Effects of additional compound and protein information on the performance of Macau.
Elisa Hernández Muñoz1,2, Antonio de la Vega de León1
1Information School, University of Sheffield, S1 4DP Sheffield, UK
2Facultad de Ciencias, Universidad Autónoma de Madrid, Ciudad Universitaria de Cantoblanco, 28049, Madrid, Spain
Macau is a novel machine learning algorithm that uses Bayesian probabilistic matrix factorization in order to predict compounds’ activities in different assays at the same time (it is a multitask method). Matrix factorization transforms the original matrix into two factorized matrices, where rows and columns are related through a latent space. The factorized matrices are optimized to reduce the error on the known values of the original matrix, and can be used to predict missing values on the original matrix. Thanks to this technique, Macau avoids overfitting and gives an estimation of the uncertainty of the predictions, which can be useful when studying the quality of the results. The only data required to obtain the predictions is the activity data set, but Macau is able to incorporate side information of the involved molecules and of the different assays to establish relations among them, in order to achieve a more advantageous matrix factorization. One of its most important capabilities is that it works with large-scale matrices that can reach millions of rows or columns, predicting activities of different assays or proteins at the same time (Simm et al., 2015, arXiv 1509.04610).
Due to the lack of previous studies about Macau’s behaviour with side information, we decided to analyse to what extent it changes its performance, in relation to the results obtained only with the activity data. The data set that was used was the Published Kinase Inhibitor Set (PKIS). The PKIS data set contains the activities that 376 compounds show in 454 different assays with different kinases or in different concentrations. First, Macau was tested without any kind of side information, using just the activity matrix information. Then, information was added, whether about the compounds, which consisted in different kinds of chemical fingerprints, or about the proteins of the assay, which consisted in different numerical vectors related to the proteins’ sequences and amino acid content. Finally, compound and protein side information was tested together. The fingerprints that were tested include the Morgan fingerprints, the atom pair fingerprints, the MACCS fingerprints and the torsional fingerprints. We also studied the influence of a different radius of the fingerprint in the results.
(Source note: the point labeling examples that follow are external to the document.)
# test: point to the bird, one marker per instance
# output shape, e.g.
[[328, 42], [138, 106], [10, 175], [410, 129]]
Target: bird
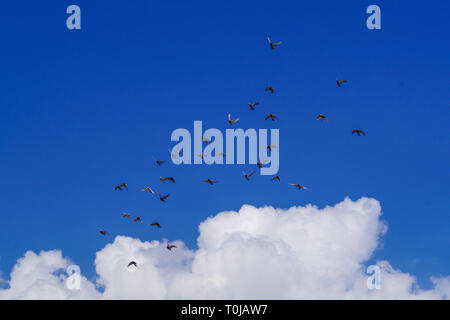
[[358, 132], [132, 263], [171, 246], [271, 116], [120, 186], [148, 189], [231, 121], [339, 82], [211, 182], [158, 162], [163, 199], [164, 179], [206, 140], [247, 176], [252, 105], [260, 163], [299, 186], [273, 44], [269, 88]]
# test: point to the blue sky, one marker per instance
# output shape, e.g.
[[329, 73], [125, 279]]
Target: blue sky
[[81, 111]]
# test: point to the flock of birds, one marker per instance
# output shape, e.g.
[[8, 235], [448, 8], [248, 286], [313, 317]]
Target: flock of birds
[[123, 186]]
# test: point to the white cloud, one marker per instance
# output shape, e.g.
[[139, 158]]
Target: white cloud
[[256, 253]]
The results confirmed that Macau’s predictions are more precise when side information is added. Nevertheless, the magnitude of the improvement depended on the kind of fingerprint or protein descriptor used and was related to the quantity of information that they held. The best performance was obtained when using Morgan fingerprints (equivalent to the extended connectivity fingerprints, or ECFP) of the largest radius combined with the protein descriptors that included the most information about the sequences. On the other hand, we observed that improving Macau’s results, entails a increase in the time needed to perform. The increase of the time needed for the combination of side information with the greatest magnitude of improvement was remarkably bigger than the increase of time observed for similar combinations with slightly worse results. In conclusion, we achieved a better characterization of this novel technique, which could benefit future studies of Macau since, nowadays, only a few studies about it have been published and it is a promising multitask machine learning technique.